Fin mars, nous avons publié la première note de conjoncture exceptionnelle de l’Insee, félicitant  au passage « l’Insee qui joue ainsi pleinement son rôle dans ce malheureux contexte. Il y a des circonstances exceptionnelles où les statisticiens doivent improviser pour informer sans déformer. » En mai, en réaction aux élucubrations de prophètes du malheur, j’ai publié, célébrant la résilience de l’Insee, une prévision annuelle raisonnable de croissance. En juillet, François Meunier, saluant son innovativité, a montré comment l’institut a mobilisé de nouvelles sources pour continuer à assurer, coûte que coûte, son rôle de phare dans la tempête.
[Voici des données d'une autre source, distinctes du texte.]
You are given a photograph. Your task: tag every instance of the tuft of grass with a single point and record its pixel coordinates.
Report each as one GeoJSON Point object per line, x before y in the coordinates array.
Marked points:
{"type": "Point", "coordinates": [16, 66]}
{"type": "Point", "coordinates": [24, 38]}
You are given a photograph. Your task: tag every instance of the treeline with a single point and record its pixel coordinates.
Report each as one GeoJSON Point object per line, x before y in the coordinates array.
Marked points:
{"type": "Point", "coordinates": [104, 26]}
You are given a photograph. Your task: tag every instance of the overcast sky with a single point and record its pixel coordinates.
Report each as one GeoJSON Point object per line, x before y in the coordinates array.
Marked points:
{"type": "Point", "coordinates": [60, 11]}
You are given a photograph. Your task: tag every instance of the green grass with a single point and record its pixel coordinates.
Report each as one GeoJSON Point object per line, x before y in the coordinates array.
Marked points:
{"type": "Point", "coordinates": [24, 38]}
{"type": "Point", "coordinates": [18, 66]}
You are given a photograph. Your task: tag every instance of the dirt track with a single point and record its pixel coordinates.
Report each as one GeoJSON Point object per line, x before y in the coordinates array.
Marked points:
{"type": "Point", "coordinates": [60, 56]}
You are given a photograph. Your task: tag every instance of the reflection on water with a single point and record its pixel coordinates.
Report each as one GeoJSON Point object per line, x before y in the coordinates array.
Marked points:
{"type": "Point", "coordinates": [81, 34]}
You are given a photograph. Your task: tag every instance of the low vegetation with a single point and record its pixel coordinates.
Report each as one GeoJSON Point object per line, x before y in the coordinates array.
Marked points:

Nous avons aussi publié récemment un article d’Alexandre Milicourtois qui parle, au contraire, de « grande pagaille des statistiques » en évoquant le terme fort de « garbage ». À mes yeux, il aurait été plus constructif de proposer des solutions plutôt que d’alimenter, en utilisant des mots chocs, une méfiance publique si facile à accroître. Mais Variances n’a pas peur de la controverse et même de la polémique.

Deux choses devraient être toutefois reconnues avant toute poursuite d’un débat que nous encourageons.  La première est que les statisticiens ne restent pas les bras croisés. Contrairement à ce que beaucoup croient, ils sont en permanence en train de se poser des questions sur la pertinence des indicateurs qu’ils calculent. Variances a montré la richesse de ces discussions : sur la digitalisation, l’utilisation du big-data, les multinationales, la mondialisation du commerce extérieur ou les statistiques d’éducation. La crise actuelle n’a fait que décupler l’acuité de problèmes qui lui préexistaient et l’urgence de leur trouver des solutions. La communauté statistique doit absolument s’y employer rapidement. J’espère que nous aurons dans les mois qui viennent des contributions à Variances qui confirmeront une fois de plus son innovativité.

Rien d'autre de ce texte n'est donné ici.